A different take on the politican-Communion story

Herb Ely emailed me with his latest blog entry on the Catholic politician/Communion controversy. He says: “In this world of sound bite media treatment the church has allowed the question of membership to be reduced to a single, highly politicized dimension.” He then provides an anecdote of a Baptist church that suspended a member for joining the temperance movement and another for public drunkenness. Then he concludes:

I agree that the bishops must speak out on human life issues. I agree that the Baptist church was right to speak out on the dangers of drunkenness. However, by letting the question of membership be framed on the single dimension of temperance that church obscured its devotion to the gospel. The bishops are falling into a similar trap.

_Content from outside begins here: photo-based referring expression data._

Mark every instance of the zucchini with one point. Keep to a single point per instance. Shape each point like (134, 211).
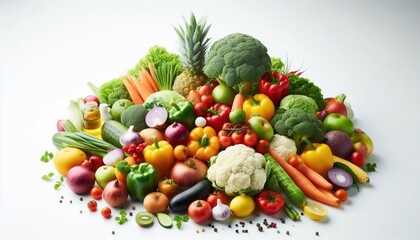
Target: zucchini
(111, 132)
(289, 187)
(180, 202)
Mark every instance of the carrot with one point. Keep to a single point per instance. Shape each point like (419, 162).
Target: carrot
(142, 89)
(238, 101)
(134, 94)
(303, 183)
(313, 176)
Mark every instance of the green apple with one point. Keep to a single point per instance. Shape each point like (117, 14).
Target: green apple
(104, 175)
(335, 121)
(261, 127)
(118, 107)
(237, 116)
(360, 136)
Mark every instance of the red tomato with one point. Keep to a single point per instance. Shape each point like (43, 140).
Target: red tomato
(263, 146)
(212, 198)
(238, 137)
(225, 141)
(96, 193)
(269, 202)
(199, 211)
(341, 194)
(106, 212)
(208, 99)
(358, 159)
(205, 90)
(92, 205)
(250, 139)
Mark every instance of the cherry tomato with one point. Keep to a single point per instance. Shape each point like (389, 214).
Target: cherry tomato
(92, 205)
(270, 202)
(168, 187)
(263, 146)
(225, 141)
(358, 159)
(199, 211)
(341, 194)
(212, 198)
(200, 109)
(237, 137)
(96, 193)
(250, 139)
(205, 90)
(106, 212)
(180, 152)
(208, 99)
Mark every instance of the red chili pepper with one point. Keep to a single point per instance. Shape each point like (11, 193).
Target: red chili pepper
(275, 86)
(218, 115)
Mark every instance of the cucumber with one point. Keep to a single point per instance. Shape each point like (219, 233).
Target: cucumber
(111, 132)
(180, 202)
(293, 192)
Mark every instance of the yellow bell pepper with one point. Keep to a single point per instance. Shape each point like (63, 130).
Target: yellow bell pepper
(161, 156)
(259, 105)
(318, 157)
(203, 143)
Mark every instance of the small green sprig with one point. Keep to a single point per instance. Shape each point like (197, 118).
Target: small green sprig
(122, 218)
(47, 156)
(48, 177)
(179, 219)
(371, 167)
(59, 183)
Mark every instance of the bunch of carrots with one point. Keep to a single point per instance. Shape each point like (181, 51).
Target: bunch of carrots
(141, 89)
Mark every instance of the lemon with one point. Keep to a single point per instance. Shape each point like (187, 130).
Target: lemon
(315, 211)
(242, 205)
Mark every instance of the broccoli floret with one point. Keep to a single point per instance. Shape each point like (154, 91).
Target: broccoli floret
(113, 90)
(237, 59)
(157, 55)
(303, 86)
(298, 124)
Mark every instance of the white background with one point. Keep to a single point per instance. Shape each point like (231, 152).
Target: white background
(369, 50)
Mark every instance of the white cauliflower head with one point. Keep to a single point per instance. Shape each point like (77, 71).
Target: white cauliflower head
(238, 169)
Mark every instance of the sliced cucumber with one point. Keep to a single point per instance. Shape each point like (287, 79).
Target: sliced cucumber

  • Here, here, Mr. Bettinelli.  You’re right on.  Mr. Ely is showing his silliness in saying that this has to do with membership in the Church.  It doesn’t (and unless he is just plain stupid, he knows it).  This is the question:  Are people who are publicly and unrepentantly promoting a vicious and bloody and horrific evil – the murder of children – going to be allowed communion?  The Church has always held that ones soul should be in a state of grace before taking communion.  The only further question here is – are the bishops actually (for once) going to live up to the teaching of the Church?  Or are they going to (once again) be intimidated by the filthy and bloody and selfish and unloving desires of the world?

  • The analogy is bogus.

    And it’s bizarre to reference the Baptist Church is used as the example.

    The reason we have a “Southern Baptist Church” and a “Baptist Church” today is because they withdrew communion over the issue of slavery.

    Abortion is the intentional killing of an human life.  Herb’s comments are nothing but a trivilization of this issue.

  • I went back and read my origingal post – being somewhat sensitive to words like silliness, stupid and trivialization. In a sense, I agree. The reason Carl Sandburg included this anecdote in his Life of Lincoln, is that when that particular stated its membership criteria along a single dimension, it became the object of a joke. By letting its critic frame the question, it lost the opportunity to preach temperance in the context of fidelity to the gospel.

    Mr. Bettinelli, I’m concerned that the teaching moment about the value of human life will be reduced to the question of whether Catholics can wear Kerry for President buttons.  If that seems silly, so be it.